Cette première étape a concerné les travaux d’aménagement en 2×2 voies de la traversée de la ville de Sikasso, et les rues pavées réalisées, le drainage des eaux usées.  Malgré les gros moyens déployés  sur le terrain par la Compagnie  sahélienne d’entreprises  pour accélérer le  chantier, le ministre n’a pas été tendre avec ses interlocuteurs du jour. « Je ne suis  pas satisfait de l’état d’avancement des travaux. Le retard enregistré dans l’exécution des travaux  par rapport  au délai contractuel est énorme. Il faut plus d’effort pour finaliser ces chantiers routiers qui n’ont que trop duré », a-t-il indiqué.

L’intransigeance  du ministre sur le respect du délai  a  porté fruit  avec l’engagement  de l’entreprise CSE de  boucler ce chantier d’ici le 31 décembre 2020. Ces dix km contribueront à l’amélioration de la mobilité urbaine et au cadre de vie  des populations. Ces rues aménagées seront directement liées à la route nationale,  RN7.  Le financement est assuré par la banque ouest-africaine de développement et le Budget national, pour un délai d’exécution 27 mois. Ce projet porte,  entre autres, sur le dédoublement en 2×2 voies de la section urbaine de RN7 sur une distance de 4,6km ; l’élargissement de l’avenue  Loury sur 1,7km ; la réalisation  des caniveaux et des éclairages publics sur l’ensemble des rues, etc.

Le chantier de l’échangeur et du viaduc

Le deuxième jour de cette visite du ministre  Makan Fily Dabo  dans la capitale du Kénédougou a été consacré  au site abritant l’échangeur, au vaste  chantier du viaduc  (une première au Mali)  et les travaux de la rue 100 à Wayerma.

Contrairement au chantier  d’aménagement en 2×2 voies de la traversée de Sikasso, le ministre a exprimé sa  satisfaction sur l’évolution normale des travaux de l’échangeur, du viaduc et de la rue 100. Malgré le démarrage tardif, les trois chantiers ont atteint un taux d’exécution satisfaisant.

Il faut noter que l’état d’avancement global des travaux est de 18,22% pour un délai consommé de  29,63%.

Ainsi, au niveau de l’échangeur, le taux d’exécution est de 9,35%. En ce qui concerne le viaduc, le taux d’exécution est de 19,32%.

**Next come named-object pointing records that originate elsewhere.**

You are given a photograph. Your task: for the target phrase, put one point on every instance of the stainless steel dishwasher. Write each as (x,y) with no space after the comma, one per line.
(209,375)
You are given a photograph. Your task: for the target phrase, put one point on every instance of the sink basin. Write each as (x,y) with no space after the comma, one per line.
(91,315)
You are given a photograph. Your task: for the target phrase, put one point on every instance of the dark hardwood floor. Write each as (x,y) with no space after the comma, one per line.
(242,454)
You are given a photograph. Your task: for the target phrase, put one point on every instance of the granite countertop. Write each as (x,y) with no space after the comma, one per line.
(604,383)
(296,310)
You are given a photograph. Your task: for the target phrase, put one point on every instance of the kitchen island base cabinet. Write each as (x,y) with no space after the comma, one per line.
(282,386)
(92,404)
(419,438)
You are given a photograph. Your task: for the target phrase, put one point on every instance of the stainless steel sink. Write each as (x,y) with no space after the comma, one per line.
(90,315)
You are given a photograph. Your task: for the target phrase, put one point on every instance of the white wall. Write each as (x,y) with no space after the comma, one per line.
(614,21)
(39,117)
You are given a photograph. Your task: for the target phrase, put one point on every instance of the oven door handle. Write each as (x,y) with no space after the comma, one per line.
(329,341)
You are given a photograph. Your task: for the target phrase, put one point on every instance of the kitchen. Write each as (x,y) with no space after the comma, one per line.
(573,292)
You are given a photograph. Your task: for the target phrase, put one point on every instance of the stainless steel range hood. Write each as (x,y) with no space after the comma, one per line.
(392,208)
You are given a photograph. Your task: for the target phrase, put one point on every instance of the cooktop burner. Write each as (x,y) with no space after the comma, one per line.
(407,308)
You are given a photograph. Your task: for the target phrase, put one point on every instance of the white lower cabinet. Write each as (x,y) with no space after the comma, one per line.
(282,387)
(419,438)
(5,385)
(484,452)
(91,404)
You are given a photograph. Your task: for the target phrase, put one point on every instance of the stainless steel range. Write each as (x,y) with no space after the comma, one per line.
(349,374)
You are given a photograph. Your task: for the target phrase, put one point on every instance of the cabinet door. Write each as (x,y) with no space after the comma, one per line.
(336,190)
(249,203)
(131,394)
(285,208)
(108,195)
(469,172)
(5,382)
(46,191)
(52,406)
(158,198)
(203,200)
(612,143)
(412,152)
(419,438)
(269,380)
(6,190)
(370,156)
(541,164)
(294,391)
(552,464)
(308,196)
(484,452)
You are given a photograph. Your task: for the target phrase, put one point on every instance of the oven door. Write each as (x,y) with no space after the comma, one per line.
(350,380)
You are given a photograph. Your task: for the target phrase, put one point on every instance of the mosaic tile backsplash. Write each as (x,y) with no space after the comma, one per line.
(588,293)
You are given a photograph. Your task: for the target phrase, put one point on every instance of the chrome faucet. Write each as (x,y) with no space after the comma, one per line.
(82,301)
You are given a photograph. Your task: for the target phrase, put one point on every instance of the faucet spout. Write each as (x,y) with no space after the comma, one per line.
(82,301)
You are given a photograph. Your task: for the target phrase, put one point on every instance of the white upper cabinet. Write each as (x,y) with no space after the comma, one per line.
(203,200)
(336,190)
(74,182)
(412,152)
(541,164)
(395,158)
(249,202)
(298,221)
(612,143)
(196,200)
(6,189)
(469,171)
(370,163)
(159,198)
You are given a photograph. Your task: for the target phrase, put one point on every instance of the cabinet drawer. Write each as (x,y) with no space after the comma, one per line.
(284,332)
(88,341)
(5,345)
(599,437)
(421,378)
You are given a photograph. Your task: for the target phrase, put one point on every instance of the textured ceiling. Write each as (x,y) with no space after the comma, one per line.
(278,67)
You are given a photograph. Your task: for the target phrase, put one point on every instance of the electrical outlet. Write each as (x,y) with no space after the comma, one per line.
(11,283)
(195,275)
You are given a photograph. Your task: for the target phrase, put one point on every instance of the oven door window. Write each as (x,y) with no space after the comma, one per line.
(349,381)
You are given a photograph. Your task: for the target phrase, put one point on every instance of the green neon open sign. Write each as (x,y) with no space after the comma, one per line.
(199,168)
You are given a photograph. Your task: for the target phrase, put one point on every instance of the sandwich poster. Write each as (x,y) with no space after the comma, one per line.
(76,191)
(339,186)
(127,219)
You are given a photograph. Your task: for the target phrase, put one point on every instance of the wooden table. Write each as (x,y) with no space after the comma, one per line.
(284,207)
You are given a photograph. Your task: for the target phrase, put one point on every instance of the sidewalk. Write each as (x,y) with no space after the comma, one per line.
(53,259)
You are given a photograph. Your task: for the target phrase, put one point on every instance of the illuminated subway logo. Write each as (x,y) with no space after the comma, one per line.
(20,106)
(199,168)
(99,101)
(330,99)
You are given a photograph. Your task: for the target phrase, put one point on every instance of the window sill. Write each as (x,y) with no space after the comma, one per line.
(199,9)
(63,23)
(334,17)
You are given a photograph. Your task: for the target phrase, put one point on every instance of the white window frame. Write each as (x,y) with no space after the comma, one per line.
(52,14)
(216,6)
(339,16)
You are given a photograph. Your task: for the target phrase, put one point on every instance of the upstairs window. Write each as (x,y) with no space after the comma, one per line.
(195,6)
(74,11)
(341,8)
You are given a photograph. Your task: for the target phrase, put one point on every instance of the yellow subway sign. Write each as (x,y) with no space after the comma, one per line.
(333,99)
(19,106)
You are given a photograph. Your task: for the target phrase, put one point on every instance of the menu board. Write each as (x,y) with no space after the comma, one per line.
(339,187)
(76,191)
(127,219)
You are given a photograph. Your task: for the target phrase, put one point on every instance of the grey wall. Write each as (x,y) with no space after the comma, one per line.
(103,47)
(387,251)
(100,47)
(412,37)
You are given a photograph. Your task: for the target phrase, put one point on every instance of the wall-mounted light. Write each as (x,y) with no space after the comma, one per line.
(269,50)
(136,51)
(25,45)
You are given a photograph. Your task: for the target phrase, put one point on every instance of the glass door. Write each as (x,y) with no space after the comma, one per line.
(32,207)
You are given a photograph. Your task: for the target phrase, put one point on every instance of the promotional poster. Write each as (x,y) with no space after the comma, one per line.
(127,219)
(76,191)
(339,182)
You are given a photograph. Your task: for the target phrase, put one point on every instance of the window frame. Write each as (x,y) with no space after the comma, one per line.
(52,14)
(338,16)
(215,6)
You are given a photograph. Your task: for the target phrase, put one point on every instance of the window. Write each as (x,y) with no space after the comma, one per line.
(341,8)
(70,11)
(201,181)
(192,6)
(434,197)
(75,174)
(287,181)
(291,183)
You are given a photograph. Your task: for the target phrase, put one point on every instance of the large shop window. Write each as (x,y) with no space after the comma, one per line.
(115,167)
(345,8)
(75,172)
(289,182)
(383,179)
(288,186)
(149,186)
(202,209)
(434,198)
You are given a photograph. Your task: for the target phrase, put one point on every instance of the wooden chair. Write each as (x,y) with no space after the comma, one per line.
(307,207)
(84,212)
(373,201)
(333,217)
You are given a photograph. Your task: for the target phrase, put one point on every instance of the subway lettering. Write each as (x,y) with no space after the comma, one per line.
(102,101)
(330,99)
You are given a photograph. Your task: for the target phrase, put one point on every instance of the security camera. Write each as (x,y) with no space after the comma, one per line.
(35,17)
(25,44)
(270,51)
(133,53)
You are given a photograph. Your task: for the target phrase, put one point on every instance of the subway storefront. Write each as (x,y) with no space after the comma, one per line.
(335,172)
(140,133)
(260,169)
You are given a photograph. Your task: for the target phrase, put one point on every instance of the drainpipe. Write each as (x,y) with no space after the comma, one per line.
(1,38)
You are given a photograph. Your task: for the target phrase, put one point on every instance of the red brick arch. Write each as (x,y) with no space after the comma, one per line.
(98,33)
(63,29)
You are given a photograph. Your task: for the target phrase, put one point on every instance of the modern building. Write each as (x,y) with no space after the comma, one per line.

Malgré des petites difficultés pour la libération de l’emprise au niveau du site de l’échangeur, l’entreprise  EGK, détentrice dudit marché, s’engage à respecter le délai contractuel en mettant un accent particulier sur la qualité des travaux,  sous le contrôle du bureau d’études Cira.

Le financement est assuré par  le budget national  et la Banque ouest-africaine de développement pour un d’exécution de 27 mois.

Ces infrastructures permettront d’éviter les croisements des différents flux de trafic et limiter les embouteillages dans la ville, tout en lui donnant une fière allure. L’échangeur de type trompette concerne les trois branches principales du croisement. Le tronçon est dénivelé par un pont dalle en béton armé. Différentes voies  d’accès d’environ 1220 mètres seront également aménagées. Des bretelles unidirectionnelles à une voie sont aménagées au sol pour permettre tous les mouvements.

Quant au viaduc, il préservera ainsi la tranquillité de la ville en permettant, aux gros porteurs de relier Bamako sans passer par les artères. Ce qui va réduire considérablement les risques d’accident au niveau de cet important carrefour situé en plein centre de la ville de Sikasso. La longueur totale du viaduc est de 450 m. Il se termine aux deux extrémités par des murs de rampe. Six voies latérales d’un linéaire total de 1345m  seront aussi créées.

Le ministre a clôturé sa mission de supervision par une  réunion technique  avec les responsables des différentes entreprises et le bureau de contrôle.

Avant cette rencontre technique, le chef du département des Transports et des Infrastructures  a visité les différentes structures relevant de sa compétence. Il s’agit, entre autres, de la direction régionale des transports ; de l’antenne régionale de l’Anaser ; de la direction régionale des routes, etc.